Stream of Consciousness; Complex; Non-Linear
Complicated. Difficult. Frustrating. Confusing. Challenging. You see where we're going with this? We just want to let you know that Shmoop knows what you're going through. This is not an easy book to get through.
But wait: Absalom, Absalom! was considered Faulkner's most successful novel in terms of style, and we have to give him some credit. As complicated as it is, this means he's able to pack in a whole lot of style: stream of consciousness, flashbacks, embedded narratives, multiple narrators. Mix in some crazy the long sentences and a huge dose of fantasy and conjecture, and you've got yourself a tough read. To top it all off, Absalom is also a highly literary text, full of allusions to mythology, the Bible, and literary works.
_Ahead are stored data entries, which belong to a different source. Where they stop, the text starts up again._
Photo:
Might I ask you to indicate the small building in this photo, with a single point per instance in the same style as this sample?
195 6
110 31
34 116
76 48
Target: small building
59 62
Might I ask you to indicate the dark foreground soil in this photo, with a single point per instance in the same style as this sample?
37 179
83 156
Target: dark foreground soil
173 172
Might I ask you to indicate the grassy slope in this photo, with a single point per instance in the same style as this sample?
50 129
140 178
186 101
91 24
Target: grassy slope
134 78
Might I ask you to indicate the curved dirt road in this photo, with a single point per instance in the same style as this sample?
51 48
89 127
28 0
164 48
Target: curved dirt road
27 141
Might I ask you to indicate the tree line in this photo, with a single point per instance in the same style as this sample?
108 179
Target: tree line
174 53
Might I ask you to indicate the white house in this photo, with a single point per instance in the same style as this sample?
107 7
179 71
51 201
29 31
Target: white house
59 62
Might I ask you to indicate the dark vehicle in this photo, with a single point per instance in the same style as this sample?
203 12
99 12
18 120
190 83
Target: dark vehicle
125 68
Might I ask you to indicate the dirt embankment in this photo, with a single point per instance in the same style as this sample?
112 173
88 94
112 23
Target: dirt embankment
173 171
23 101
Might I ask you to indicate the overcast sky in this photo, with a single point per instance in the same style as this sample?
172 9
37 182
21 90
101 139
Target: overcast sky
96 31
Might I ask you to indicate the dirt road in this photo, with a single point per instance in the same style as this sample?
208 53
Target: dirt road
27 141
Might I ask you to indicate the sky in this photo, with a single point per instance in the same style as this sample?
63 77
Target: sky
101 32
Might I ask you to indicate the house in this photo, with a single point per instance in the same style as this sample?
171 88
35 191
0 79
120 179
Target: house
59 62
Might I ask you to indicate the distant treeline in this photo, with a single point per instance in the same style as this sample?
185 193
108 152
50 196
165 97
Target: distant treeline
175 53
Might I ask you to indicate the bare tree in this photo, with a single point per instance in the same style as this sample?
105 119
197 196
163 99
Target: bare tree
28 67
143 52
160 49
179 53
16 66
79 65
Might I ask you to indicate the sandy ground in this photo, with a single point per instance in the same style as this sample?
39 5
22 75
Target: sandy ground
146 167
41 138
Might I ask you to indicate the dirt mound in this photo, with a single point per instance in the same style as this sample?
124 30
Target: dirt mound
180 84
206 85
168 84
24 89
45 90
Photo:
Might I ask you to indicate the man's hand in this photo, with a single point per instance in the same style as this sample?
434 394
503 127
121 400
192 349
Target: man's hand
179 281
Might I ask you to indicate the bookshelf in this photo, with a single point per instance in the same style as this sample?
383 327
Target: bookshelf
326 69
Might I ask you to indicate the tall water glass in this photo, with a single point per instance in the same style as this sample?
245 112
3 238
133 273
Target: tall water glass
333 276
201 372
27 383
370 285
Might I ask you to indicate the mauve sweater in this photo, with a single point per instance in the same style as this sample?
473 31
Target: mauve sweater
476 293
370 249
Let's take a look at one of these long-sentence, stream-of-consciousness moments:
It was a summer of wisteria. The twilight was full of it and of the smell of father's cigar as they sat on the front gallery after supper until it would be time for Quentin to start, while in the deep shaggy lawn below the veranda the fireflies blew and drifted in soft random – the odor, the scent, which five months later Mr. Compson's letter would carry up from Mississippi and over the long iron New England snow and into Quentin's sitting room at Harvard (2.1).
Gulp. Faulkner packs a lot of words and ideas into that one sentence. Look at the shift in the middle of the sentence right after the dash: "the odor, the scent." Faulkner shifts time and place right there, and the shift takes place around smell. He doesn't tell us what the odor and scent did, he just jumps from "the front gallery after supper" to five months later in Quentin's sitting room, where he will smell that same combination of wisteria and cigar smoke on the letter his father sends.
The past haunts characters through all of their senses, and Faulkner expresses that haunting in the very style of his prose. (By the way, Faulkner was super influenced by the eerie tone of Edgar Allan Poe, and the long sentences of Henry James.) In fact, the style reflects the complexity of the characters' (and so, the author's) feelings about the past. So even if it's tough to unpack, in the end, it's really fitting.
Faulkner definitely asks a lot of his reader. But you know what, Faulkner? We're ready to rise to the occasion.
P.S. You might not be surprised to learn that Faulkner wrote poetry before he wrote novels.